Learning Group Importance using the Differentiable Hypergeometric Distribution
This addresses a fundamental challenge in machine learning for applications like clustering and weakly-supervised learning, offering a more principled solution compared to incremental improvements.
The paper tackles the problem of partitioning elements into subsets of unknown sizes, which is non-differentiable due to hard constraints, by proposing the differentiable hypergeometric distribution to model group importance. It outperforms previous heuristic-based approaches in weakly-supervised learning and clustering applications.
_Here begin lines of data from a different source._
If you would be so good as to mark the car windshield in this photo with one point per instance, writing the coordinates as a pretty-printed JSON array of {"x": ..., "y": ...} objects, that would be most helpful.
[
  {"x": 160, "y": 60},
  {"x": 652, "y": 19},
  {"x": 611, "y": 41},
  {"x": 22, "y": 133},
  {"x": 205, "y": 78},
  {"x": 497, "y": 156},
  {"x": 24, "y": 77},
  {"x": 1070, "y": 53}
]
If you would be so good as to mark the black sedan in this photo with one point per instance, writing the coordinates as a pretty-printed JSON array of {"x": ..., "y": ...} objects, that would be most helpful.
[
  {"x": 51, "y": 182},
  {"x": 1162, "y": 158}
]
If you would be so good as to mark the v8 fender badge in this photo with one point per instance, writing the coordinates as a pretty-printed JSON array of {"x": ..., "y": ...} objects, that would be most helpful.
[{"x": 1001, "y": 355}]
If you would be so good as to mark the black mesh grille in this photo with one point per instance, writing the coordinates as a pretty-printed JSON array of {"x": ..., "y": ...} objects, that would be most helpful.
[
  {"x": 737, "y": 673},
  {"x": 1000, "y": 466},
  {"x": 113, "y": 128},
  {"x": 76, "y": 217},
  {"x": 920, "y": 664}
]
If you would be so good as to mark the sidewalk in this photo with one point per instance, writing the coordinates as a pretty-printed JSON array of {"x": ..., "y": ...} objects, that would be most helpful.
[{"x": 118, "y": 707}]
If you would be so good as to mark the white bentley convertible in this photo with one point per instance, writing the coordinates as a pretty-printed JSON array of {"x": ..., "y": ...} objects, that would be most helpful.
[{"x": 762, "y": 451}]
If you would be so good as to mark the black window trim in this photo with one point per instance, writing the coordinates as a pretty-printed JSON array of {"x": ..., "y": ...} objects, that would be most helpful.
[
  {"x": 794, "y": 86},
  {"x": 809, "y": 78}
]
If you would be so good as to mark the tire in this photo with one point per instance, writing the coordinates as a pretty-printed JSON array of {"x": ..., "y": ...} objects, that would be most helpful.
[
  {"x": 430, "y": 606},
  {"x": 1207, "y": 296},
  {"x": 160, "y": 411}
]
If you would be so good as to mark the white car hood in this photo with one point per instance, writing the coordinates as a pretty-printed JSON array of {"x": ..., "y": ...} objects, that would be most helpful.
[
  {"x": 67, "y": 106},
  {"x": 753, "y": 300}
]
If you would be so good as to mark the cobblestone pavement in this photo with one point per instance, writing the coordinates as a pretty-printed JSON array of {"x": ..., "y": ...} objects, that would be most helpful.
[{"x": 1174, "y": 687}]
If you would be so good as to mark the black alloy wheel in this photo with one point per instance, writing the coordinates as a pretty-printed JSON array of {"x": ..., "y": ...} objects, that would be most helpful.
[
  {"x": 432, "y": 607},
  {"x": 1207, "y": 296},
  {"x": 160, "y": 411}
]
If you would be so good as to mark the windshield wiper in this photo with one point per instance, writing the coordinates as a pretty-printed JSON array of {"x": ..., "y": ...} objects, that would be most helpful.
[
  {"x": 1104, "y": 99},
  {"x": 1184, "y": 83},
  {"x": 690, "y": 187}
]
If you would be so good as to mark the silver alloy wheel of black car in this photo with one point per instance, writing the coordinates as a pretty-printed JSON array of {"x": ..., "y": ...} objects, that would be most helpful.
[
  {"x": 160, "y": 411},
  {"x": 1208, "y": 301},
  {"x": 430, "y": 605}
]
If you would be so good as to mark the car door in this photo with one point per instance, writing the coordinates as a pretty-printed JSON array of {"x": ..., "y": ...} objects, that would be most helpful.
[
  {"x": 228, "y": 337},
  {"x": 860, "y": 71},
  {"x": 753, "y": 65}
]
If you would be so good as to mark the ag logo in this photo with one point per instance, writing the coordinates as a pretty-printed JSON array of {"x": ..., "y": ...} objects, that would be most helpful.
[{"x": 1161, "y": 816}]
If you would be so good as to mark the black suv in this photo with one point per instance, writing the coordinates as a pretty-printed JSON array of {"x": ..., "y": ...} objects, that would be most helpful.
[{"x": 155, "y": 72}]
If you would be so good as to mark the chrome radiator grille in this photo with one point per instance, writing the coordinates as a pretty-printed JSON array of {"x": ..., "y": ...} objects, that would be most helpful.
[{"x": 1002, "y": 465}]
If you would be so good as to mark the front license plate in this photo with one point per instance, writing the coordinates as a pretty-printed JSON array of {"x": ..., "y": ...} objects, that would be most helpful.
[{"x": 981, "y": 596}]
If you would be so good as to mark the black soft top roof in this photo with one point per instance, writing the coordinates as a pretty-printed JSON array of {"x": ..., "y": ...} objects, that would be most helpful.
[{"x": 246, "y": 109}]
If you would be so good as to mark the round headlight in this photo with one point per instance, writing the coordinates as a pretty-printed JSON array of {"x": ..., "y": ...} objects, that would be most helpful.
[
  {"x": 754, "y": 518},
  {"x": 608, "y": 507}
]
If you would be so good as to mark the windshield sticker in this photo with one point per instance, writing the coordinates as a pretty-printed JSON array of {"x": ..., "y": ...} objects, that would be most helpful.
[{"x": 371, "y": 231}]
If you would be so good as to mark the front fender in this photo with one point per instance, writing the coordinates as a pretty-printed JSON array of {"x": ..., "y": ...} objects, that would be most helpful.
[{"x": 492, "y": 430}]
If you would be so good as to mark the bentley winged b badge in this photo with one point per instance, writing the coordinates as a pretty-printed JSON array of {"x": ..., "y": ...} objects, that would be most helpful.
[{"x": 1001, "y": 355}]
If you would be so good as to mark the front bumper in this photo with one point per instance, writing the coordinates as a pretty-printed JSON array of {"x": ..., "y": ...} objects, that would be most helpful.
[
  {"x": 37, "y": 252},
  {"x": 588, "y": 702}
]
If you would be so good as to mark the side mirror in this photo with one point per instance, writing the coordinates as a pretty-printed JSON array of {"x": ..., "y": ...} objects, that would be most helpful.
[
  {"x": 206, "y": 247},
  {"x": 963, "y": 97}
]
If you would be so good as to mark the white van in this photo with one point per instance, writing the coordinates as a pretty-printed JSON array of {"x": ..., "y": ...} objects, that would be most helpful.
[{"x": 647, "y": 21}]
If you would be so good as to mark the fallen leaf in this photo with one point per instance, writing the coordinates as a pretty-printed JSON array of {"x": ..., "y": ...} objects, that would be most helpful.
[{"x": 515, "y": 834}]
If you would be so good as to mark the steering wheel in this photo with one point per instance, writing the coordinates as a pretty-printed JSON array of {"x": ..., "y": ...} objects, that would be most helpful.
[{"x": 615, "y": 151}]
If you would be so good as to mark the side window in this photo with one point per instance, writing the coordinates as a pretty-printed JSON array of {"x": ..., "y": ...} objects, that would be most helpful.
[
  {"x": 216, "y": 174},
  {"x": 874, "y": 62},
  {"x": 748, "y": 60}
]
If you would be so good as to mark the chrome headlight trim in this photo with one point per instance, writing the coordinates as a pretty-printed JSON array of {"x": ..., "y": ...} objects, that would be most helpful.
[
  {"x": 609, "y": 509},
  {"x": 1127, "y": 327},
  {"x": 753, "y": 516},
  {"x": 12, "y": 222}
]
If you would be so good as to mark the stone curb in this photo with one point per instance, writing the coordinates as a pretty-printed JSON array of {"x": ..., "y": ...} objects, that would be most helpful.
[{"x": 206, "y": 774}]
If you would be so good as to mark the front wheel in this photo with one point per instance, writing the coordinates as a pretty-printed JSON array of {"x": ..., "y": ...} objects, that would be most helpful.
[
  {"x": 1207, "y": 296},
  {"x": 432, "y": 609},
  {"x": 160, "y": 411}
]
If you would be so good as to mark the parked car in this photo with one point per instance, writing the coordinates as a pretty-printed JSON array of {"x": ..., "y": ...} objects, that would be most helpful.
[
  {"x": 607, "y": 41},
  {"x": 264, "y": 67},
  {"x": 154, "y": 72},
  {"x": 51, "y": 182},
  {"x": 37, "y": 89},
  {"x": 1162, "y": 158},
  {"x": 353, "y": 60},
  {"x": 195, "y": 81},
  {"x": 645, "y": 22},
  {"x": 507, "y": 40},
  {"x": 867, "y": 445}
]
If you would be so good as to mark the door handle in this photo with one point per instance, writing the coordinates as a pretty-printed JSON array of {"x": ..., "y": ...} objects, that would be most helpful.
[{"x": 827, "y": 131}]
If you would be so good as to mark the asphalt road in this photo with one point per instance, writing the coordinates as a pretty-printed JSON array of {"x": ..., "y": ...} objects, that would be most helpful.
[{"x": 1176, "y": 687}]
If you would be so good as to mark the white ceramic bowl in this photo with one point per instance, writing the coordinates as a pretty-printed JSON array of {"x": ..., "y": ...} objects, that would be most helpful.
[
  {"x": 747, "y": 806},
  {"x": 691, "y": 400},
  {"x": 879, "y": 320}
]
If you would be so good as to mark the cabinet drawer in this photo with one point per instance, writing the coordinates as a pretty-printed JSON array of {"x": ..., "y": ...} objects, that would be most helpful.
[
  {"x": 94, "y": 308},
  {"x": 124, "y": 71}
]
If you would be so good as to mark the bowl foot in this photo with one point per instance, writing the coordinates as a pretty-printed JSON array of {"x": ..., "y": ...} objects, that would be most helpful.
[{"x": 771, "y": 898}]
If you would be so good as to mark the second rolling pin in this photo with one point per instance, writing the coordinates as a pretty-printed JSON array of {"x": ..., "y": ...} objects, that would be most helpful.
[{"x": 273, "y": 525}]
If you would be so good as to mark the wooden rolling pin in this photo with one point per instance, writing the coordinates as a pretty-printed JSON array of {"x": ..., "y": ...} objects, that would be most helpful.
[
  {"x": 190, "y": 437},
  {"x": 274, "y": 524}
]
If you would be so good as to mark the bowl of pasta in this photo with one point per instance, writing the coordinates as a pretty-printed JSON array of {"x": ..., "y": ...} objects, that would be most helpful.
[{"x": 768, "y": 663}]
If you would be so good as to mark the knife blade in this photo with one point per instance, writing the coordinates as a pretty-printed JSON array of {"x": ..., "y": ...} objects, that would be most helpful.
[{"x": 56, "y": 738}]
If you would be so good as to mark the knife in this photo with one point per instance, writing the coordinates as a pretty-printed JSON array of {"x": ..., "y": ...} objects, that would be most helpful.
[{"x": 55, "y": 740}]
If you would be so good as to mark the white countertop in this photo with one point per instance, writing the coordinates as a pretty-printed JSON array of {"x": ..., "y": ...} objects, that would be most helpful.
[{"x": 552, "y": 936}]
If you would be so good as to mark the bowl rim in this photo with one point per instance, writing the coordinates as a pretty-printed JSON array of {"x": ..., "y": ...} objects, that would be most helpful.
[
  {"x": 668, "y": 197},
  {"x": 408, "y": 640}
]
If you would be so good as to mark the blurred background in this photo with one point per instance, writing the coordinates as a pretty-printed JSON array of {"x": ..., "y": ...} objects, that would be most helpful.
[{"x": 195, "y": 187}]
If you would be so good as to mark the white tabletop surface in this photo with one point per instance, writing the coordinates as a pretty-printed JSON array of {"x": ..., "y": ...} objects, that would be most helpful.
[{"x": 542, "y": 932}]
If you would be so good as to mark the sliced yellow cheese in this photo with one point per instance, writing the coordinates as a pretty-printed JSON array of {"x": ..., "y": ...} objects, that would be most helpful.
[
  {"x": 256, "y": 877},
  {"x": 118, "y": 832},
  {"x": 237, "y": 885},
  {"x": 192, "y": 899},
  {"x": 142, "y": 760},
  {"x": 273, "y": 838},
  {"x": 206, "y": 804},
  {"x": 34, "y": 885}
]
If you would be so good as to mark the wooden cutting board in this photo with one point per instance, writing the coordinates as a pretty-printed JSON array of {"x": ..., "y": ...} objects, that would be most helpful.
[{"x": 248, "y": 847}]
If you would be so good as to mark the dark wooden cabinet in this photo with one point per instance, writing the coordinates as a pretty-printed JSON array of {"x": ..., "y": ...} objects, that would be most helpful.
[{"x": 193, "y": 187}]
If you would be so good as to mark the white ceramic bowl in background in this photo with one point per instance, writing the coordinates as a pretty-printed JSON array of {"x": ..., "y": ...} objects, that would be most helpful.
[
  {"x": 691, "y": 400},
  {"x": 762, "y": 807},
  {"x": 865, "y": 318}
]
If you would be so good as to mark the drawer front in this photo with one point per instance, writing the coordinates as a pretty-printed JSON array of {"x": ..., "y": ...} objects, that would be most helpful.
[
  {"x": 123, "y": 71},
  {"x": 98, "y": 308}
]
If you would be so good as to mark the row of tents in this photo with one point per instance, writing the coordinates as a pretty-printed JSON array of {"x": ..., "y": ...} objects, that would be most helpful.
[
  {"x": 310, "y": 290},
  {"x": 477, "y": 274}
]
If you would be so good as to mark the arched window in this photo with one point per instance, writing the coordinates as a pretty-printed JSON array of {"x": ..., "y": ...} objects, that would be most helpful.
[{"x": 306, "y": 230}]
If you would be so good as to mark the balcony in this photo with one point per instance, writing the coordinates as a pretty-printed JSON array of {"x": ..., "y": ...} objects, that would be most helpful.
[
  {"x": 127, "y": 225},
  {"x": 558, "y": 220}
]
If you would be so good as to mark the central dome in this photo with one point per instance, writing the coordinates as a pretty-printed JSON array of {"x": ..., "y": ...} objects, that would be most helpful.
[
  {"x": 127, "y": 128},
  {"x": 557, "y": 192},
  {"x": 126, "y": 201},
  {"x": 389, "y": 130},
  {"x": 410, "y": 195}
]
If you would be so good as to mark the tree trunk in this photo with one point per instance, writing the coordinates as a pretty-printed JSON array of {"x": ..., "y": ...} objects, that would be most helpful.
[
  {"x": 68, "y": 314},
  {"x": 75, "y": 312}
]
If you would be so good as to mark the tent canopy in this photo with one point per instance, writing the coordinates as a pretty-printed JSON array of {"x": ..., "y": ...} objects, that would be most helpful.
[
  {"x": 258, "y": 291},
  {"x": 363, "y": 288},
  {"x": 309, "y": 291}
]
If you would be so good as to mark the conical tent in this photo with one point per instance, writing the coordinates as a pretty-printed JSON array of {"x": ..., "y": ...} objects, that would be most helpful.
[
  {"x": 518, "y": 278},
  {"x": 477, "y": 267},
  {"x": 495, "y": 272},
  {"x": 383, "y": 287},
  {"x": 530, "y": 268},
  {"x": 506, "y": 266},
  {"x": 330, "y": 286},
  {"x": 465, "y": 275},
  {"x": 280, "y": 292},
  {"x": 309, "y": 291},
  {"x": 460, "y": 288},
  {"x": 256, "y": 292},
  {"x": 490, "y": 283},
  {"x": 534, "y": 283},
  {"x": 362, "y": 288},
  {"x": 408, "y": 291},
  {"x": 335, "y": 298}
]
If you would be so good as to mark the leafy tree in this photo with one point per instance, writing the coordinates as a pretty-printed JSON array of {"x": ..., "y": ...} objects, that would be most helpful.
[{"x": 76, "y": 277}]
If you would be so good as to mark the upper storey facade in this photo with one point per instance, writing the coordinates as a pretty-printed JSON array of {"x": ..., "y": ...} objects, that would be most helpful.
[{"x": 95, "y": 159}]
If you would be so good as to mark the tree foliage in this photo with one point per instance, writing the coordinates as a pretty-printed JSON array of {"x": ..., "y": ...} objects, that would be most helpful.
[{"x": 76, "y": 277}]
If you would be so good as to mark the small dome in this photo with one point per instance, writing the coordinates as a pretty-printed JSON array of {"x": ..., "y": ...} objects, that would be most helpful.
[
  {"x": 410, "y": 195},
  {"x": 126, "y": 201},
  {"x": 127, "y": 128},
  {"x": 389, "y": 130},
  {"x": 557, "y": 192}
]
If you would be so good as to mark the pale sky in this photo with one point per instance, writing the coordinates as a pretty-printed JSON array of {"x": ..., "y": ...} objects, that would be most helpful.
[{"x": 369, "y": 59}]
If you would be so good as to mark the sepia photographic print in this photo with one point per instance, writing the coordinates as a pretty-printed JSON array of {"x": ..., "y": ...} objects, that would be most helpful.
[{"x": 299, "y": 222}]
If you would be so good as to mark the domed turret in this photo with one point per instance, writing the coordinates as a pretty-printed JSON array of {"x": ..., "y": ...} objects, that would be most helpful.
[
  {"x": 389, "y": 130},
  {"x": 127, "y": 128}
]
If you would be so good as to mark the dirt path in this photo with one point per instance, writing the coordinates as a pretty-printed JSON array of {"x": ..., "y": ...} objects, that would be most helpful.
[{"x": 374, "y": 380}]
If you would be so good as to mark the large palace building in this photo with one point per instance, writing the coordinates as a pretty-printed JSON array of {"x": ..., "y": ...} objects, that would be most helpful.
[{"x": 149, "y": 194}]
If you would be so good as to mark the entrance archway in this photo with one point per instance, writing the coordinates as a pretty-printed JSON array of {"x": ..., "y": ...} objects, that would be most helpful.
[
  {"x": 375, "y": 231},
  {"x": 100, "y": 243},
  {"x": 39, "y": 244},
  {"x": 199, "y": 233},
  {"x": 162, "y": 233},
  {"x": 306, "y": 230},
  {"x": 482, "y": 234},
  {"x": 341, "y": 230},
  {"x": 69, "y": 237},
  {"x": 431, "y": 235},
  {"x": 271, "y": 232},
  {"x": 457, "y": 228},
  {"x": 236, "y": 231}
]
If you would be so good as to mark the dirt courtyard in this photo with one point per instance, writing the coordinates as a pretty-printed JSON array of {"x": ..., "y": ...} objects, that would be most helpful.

Partitioning a set of elements into subsets of a priori unknown sizes is essential in many applications. These subset sizes are rarely explicitly learned - be it the cluster sizes in clustering applications or the number of shared versus independent generative latent factors in weakly-supervised learning. Probability distributions over correct combinations of subset sizes are non-differentiable due to hard constraints, which prohibit gradient-based optimization. In this work, we propose the differentiable hypergeometric distribution. The hypergeometric distribution models the probability of different group sizes based on their relative importance. We introduce reparameterizable gradients to learn the importance between groups and highlight the advantage of explicitly learning the size of subsets in two typical applications: weakly-supervised learning and clustering. In both applications, we outperform previous approaches, which rely on suboptimal heuristics to model the unknown size of groups.